If you’ve ever been scared off by a semi-hollow for any of the reasons discussed above, you’ll be surprised at how forgiving the Montreal Premiere can be. If your first-call amp is a 100-watt 4x12, this might not be the best match, but it will do amazing things at high volume—particularly if you’re a player who savors the sounds you can find at the boundaries of chaos.
Through a wide-open Fender Twin Reverb, the Montreal was less prone to feedback and more inclined to highlighting the amp’s natural compression at high volume—an effect you rarely experience with a Stratocaster on the other end. At these higher volume levels, the bridge pickup exhibits a unique mix of boxy, compressed, and ringing, harmonically charged tones. You don’t have to work too hard to send the amp into fairly musical feedback zones. But the more compact body is fairly easy to control and with a little practice you can get into some cool spaces where the singing qualities of the humbucker mingle with the resonance and edge-of-feedback overtones generated by the body. If there’s one thing you won’t really get, it’s the stinging tones and response you get from a solidbody—but then again that’s true of most semi-hollows. And even with the Montreal’s tone control wide open and a fat dose of amp treble and mid, there is a slight but discernible softness and compression to the attack.

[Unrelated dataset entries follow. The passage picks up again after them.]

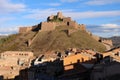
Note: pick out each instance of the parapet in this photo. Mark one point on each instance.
(47, 26)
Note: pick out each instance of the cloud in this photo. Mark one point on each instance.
(94, 14)
(6, 6)
(101, 2)
(9, 30)
(54, 4)
(5, 19)
(69, 1)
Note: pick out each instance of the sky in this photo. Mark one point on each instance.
(101, 17)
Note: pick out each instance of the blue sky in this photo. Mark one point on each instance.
(102, 17)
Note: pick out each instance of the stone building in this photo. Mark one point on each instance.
(69, 61)
(12, 61)
(52, 22)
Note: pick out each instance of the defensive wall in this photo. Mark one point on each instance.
(50, 25)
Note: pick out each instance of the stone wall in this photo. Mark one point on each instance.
(107, 41)
(59, 15)
(47, 26)
(12, 61)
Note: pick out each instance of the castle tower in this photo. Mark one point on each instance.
(59, 15)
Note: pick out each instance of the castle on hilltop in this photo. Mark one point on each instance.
(59, 20)
(52, 22)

While the Montreal Premiere will both behave and yield cool tone surprises at high volume with a big amp, it’s definitely most at home with small- to medium-power amps. The bridge pickup will dish nasty garage rock chords and singing-to-snappy lead tones. The guitar’s airiness—an acknowledged design objective of the breathe-through core, is most apparent in the middle position, where the two pickups work in unison to generate a paradoxically spacious-but-tight tone that’s perfect for fast, syncopated Tony S. McPhee clean rhythm work or compressed Nashville leads. The neck pickup, as you might expect, is well suited for mellow Wes Montgomery moves, but it does lack some of the harmonic complexity of a bigger bodied guitar, which gives you less room and range for manipulating the tone control. I tended to keep the tone wide open to generate the most dynamic range, and in the lower three-quarters of the tone control’s range the capacity for pick dynamics fell off considerably.

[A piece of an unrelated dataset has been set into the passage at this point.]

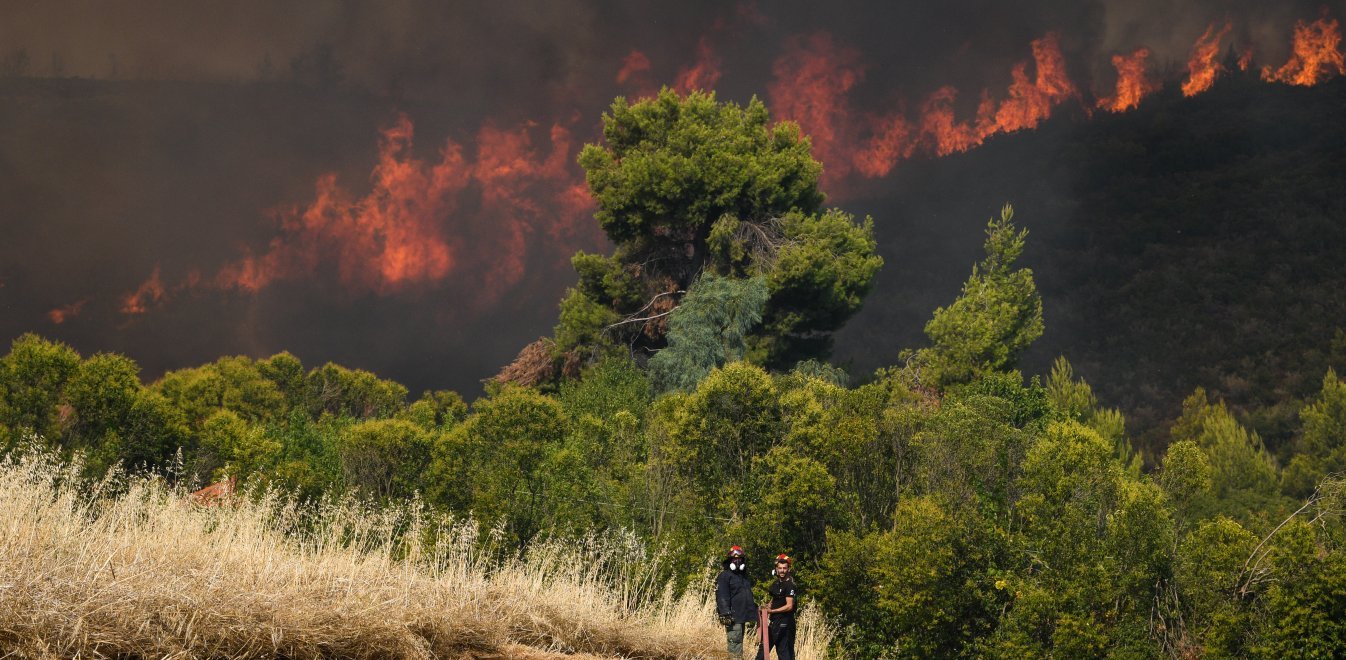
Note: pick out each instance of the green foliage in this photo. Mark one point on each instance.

If you’re a dedicated solidbody player, you might make a case that the Montreal Premiere tries to be a jack-of-all-trades at the expense of doing any one thing extraordinarily. But the more time I spent with the Montreal, the more I was impressed with its versatility. The lack of dedicated tone and volume controls, which would have expanded the tone and expressive potential significantly, was an ongoing frustration—particularly in louder rock settings where you could use a four control set up to generate feedback effects and explore more dramatic color shifts on the fly.
But while there are times the Montreal Premiere feels a bit unorthodox, it also inhabits a pretty unique stretch of tone turf that ranges from airy and spacious to bossy and rowdy. The balance and playability are excellent, the guitar is beautifully built, and you’d be hard-pressed to find a classier looking date onstage. The near-$1,500 price tag does give pause, but for such a carefully crafted guitar, the price tag isn’t unfair either. And if you’re intrigued by the potential of a semi-hollow but less keen on going down the same-old imported semi-hollow route, you’d be a fool not to explore where the Montreal Premiere fits into your own tone agenda.